Candy seguía frente al espejo vestida sólo con su ropa interior. Acariciando su pequeño vientre.
—Quiero estar al lado del padre de mi hijo, y ese lugar es en Nueva York.
—Cariño, pero él...
—Sé lo que te dije, que él me pidió tiempo para asimilarlo, lo que no quiere decir que vaya a rechazarlo. Anoche hablamos, y no me ha dado ninguna señal que me diga que desea abandonarme o que rechace al bebé. Necesita que no lo presione y eso hago.
—Está bien, no deseo entrometerme en tus asuntos. Te diría que lo pensaras, está es tu casa y no estarías mejor cuidada que aquí con tu familia.
—Qué crees que diga la Tía abuela cuando le demos la noticia de mi embarazo, espero que no le dé un infarto.
—Querida después de que le dijiste que eras demócrata, nada puede ser peor para ella. Créeme, se lo tomará mejor de lo que tú y Will creen.
—Me iré a dar un baño, gracias por el vestido... otra cosa ¿mi auto está aún en la cochera o se deshicieron de él? Manejaré al club.
—Tu auto está donde lo dejaste, pero prefiero que te lleve uno de los choferes Candy. Y el estilista viene en una hora. ¡Te espero aquí, no tardes, por favor, no debemos llegar tarde a nuestra propia fiesta! —voceo Karen mientras Candy se alejaba de ella para salir de la habitación.

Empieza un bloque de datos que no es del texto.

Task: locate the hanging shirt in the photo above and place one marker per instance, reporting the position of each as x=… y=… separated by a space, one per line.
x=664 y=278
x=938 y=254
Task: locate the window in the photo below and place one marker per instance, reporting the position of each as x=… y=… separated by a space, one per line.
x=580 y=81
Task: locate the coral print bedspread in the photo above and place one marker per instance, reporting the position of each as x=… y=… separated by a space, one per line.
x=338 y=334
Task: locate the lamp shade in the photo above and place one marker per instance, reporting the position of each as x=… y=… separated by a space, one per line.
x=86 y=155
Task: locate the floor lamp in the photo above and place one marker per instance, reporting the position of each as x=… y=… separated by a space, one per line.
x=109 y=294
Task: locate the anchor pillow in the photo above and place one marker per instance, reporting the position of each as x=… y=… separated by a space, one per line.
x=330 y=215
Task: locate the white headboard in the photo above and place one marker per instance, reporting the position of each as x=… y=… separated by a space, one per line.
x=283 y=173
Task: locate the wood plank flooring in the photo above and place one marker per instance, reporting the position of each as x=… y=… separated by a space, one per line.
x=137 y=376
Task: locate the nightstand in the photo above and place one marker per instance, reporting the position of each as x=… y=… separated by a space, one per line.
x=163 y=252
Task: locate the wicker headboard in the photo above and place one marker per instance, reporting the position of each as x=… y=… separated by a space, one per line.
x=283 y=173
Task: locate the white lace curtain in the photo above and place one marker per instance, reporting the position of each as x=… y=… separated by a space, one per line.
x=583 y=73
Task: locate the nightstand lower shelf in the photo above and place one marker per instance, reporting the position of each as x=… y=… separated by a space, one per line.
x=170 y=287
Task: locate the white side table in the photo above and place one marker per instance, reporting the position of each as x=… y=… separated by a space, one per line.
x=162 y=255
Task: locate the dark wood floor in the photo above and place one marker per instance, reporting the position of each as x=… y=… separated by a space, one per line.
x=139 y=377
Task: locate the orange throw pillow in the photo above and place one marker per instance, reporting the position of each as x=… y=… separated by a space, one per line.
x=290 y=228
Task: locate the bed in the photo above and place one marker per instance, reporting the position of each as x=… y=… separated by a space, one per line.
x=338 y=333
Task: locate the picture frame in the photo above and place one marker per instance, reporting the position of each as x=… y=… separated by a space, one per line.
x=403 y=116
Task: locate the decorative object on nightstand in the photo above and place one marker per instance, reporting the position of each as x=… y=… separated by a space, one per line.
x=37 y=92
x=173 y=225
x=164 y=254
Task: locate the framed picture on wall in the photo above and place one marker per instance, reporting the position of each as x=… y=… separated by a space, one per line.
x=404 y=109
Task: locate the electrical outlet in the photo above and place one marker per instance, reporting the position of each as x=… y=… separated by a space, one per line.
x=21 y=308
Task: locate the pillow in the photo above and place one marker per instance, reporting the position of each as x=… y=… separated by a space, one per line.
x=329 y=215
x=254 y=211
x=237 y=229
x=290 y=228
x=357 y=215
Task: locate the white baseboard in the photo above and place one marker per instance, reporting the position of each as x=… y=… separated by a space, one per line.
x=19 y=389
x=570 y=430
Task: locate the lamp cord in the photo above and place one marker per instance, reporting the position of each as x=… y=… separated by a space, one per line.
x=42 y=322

En París las cosas no podían seguir peor para Terry, apenas llegó al hotel recibió de manos del conserje una nota de su madre, para recordarle la cena que tendrían esa noche. Absurdamente él no recordaba que estaba allí un fin de semana porque sus padres irían a la ciudad y pidieron reunirse.
¡Realmente es perfecto! se dijo apretando los puños, olvidé la cena con su excelencia. Volvió a quejarse mientras tenía una sola cosa en mente, entrar a la habitación y poder llamar a Candy desde allí.
El único aliciente de Terry para acudir a esa cena era ver a su madre. Pensó que quizá, si su padre les daba un respiro ese fin de semana, él llevaría a Eleanor a Angelina, su café preferido en París, para contarle que la haría abuela. De pronto una ansiedad desconocida lo embargaba, una que no era angustiante, era una emoción distinta, jamás vivida. Una muy parecida a la felicidad.